L'origine del ruolo del "quarto uomo" nel calcio è più recente di quanto si possa pensare. La nascita di tale figura, infatti, può essere fatta risalire al 25 febbraio del 1999. In questa data durante il match di Ligue 1 tra Marsiglia e Strasburgo, l'arbitro Bruno Ruffray accusò un forte dolore al polpaccio e non riuscì più a correre. A quel punto a prendere il suo posto fu il guardalinee Perrot che fu a sua volta sostituito da un arbitro-tifoso presente sugli spalti. Da lì in avanti, si cominciò a discutere sempre più dell'importanza di questa figura, tanto che, in seguito a una modifica al regolamento, si giunse all'introduzione definitiva di quello che fu chiamato "quarto ufficiale". Ovviamente, al di là delle funzioni puramente sostitutive che oggi ricopre, ce ne sono diverse altrettanto importanti che concorrono ad assicurare il normale e corretto svolgimento di ogni gara calcistica.
Chi è il quarto ufficiale
Ciò che avvenne quel giorno al Velodrome di Marsiglia ha dell'incredibile. Il direttore di gara si infortuna e, ovviamente, non può proseguire la gara. Lo sostituisce, perciò, il guardalinee, ma rimane comunque un posto vacante nella squadra arbitrale. A quel punto, lo speaker dello stadio chiede se sugli spalti ci sia un arbitro ufficialmente riconosciuto e così a scendere in campo sarà il tifoso Miloud Boutouba, arbitro di categoria regionale che si ritrova ad arbitrare una partita di massima serie nella sua città e, con ogni probabilità, anche della sua squadra del cuore.
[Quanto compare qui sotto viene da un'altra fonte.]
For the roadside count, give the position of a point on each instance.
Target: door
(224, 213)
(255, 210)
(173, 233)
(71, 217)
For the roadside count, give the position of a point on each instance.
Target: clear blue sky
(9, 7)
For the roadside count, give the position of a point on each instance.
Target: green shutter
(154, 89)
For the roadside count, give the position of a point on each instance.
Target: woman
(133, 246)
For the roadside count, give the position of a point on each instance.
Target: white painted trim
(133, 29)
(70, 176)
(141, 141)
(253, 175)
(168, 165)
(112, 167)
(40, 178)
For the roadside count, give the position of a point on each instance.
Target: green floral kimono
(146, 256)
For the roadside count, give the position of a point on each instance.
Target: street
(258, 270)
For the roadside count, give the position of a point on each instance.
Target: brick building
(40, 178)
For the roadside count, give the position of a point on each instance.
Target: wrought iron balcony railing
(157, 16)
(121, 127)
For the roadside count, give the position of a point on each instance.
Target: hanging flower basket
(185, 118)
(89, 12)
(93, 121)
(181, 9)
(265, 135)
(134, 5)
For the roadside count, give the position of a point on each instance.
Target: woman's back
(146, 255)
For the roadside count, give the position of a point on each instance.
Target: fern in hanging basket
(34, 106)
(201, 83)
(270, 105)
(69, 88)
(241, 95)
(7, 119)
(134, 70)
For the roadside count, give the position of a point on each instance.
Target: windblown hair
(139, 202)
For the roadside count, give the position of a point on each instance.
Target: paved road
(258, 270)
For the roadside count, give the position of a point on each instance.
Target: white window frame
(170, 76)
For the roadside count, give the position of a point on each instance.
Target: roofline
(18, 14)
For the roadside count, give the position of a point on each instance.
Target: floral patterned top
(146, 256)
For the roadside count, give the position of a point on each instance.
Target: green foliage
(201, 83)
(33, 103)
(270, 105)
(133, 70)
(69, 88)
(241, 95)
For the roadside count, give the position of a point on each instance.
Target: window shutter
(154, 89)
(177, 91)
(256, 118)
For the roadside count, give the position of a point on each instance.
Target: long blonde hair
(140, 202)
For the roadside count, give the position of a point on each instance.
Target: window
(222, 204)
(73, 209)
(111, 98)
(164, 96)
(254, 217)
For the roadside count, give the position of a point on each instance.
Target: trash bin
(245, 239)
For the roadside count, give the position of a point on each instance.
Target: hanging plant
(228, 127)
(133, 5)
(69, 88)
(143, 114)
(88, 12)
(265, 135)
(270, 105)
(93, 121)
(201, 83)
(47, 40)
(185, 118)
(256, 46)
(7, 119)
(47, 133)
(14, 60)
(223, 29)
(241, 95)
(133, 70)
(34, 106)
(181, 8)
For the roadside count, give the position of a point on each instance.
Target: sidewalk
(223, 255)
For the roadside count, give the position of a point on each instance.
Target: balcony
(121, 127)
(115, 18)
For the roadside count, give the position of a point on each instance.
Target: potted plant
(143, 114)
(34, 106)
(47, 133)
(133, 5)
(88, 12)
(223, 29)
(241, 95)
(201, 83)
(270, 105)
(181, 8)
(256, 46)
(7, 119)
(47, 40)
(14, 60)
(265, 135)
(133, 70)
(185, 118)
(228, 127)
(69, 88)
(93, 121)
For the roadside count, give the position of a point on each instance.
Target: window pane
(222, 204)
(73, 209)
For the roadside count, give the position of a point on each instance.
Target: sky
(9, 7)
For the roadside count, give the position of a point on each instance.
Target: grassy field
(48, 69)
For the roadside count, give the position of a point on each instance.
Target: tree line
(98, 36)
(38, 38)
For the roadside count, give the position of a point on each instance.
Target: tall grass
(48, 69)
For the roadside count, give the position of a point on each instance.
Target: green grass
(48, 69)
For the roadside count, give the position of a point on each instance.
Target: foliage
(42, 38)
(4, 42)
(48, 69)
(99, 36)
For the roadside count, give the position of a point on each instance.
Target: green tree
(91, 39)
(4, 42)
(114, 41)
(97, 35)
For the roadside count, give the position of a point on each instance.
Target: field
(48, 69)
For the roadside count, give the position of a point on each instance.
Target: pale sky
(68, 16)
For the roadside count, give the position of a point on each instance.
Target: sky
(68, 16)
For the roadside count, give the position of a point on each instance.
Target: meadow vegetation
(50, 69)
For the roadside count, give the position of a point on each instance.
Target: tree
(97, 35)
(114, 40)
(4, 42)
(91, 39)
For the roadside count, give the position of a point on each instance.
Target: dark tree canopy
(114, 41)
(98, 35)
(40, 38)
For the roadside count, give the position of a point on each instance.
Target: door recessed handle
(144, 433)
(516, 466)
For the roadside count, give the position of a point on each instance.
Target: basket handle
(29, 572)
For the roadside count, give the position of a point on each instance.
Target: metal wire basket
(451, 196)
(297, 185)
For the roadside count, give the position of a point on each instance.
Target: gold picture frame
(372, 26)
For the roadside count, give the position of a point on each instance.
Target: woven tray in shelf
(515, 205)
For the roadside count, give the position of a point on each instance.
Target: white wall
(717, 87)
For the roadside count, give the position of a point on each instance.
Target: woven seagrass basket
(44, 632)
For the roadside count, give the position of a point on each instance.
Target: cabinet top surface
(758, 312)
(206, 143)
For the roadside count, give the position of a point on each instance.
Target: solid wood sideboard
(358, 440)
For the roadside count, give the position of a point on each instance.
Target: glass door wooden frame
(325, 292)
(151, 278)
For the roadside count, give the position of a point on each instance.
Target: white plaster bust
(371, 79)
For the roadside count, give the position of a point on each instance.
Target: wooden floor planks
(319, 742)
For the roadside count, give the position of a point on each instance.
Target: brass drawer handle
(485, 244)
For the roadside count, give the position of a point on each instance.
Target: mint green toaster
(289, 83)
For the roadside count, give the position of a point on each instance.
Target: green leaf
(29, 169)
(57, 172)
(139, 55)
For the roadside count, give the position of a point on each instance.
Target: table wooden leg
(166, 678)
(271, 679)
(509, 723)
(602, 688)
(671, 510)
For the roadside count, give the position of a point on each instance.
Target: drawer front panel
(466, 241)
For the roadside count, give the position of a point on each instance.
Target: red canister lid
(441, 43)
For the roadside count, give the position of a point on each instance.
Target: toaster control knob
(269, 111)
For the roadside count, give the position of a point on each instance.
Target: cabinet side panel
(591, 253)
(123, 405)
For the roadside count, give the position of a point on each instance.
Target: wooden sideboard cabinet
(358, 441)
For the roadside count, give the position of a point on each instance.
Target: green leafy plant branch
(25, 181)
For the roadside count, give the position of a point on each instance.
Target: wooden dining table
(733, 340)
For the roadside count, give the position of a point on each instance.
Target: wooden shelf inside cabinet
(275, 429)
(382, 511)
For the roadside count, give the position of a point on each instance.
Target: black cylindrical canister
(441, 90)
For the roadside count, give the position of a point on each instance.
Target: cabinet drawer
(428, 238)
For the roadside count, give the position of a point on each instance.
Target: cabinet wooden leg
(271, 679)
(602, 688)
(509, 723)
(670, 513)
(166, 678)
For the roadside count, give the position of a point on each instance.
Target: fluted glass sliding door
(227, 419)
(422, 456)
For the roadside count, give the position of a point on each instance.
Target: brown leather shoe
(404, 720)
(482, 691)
Al di là del curioso episodio che portò all'insediamento di questa figura, cerchiamo di comprendere meglio chi è di preciso e cosa fa il quarto ufficiale. La squadra arbitrale che opera sul terreno di gioco, risulta attualmente così composta: arbitro, due assistenti, quarto ufficiale e possibili arbitri o assistenti di riserva. Il VAR e l'AVAR, invece, assistono l'arbitro dalla famosa sala video. I due assistenti sono conosciuti anche col termine di guardalinee e la loro funzione, più nota rispetto al protagonista dell'articolo, è quella di supportare il direttore di gara in situazioni differenti come rimesse laterali, calci d'angolo o di rinvio, fuorigioco ecc.
Cosa fa e a cosa serve nel calcio: i compiti principali
Il quarto ufficiale, contrariamente a quanto spesso siamo spinti a credere, svolge funzioni di fondamentale importanza, volte ad assicurare il normale e corretto svolgimento di una partita di calcio.
- Gestione delle sostituzioni: soprintende l'intera procedura garantendo il rispetto del regolamento. È colui che alza la lavagna luminosa con i numeri rossi (il giocatore che esce) e verdi (chi entra).
- Controllo dell'equipaggiamento: verifica che l'abbigliamento e gli accessori di titolari e riserve siano a norma, facendo rimuovere immediatamente oggetti vietati o pericolosi (come orecchini o catenine).
- Autorizzazione al rientro in campo: gestisce il rientro sul terreno di gioco dei calciatori usciti temporaneamente (ad esempio per ricevere cure mediche), concedendo il via libera solo dopo aver ricevuto il segnale affermativo dell'arbitro.
- Gestione dei palloni di riserva: soprintende ai palloni aggiuntivi posizionati a bordo campo per garantire la fluidità e la continuità del gioco.
- Segnalazione del recupero: mostra a bordo campo l'ammontare dei minuti di recupero decisi dal direttore di gara al termine di ciascun tempo regolare o supplementare.
- Sorveglianza dell'area tecnica: osserva il comportamento di allenatori, staff e riserve in panchina, segnalando tempestivamente all'arbitro eventuali scorrettezze che richiedono una sanzione.
- Supporto all'arbitro: se ha una visuale migliore può segnalare al direttore di gara eventuali infrazioni o episodi disciplinari gravi. È un esempio di questo la testata di Zinedine Zidane a Marco Materazzi nella finale dei Mondiali 2026 vinta dall'Italia. In quell'occasione fu proprio il quarto uomo (lo spagnolo Luis Medina Cantalejo) a vedere e segnalare il colpo all'arbitro, portando alla storica espulsione del fuoriclasse francese.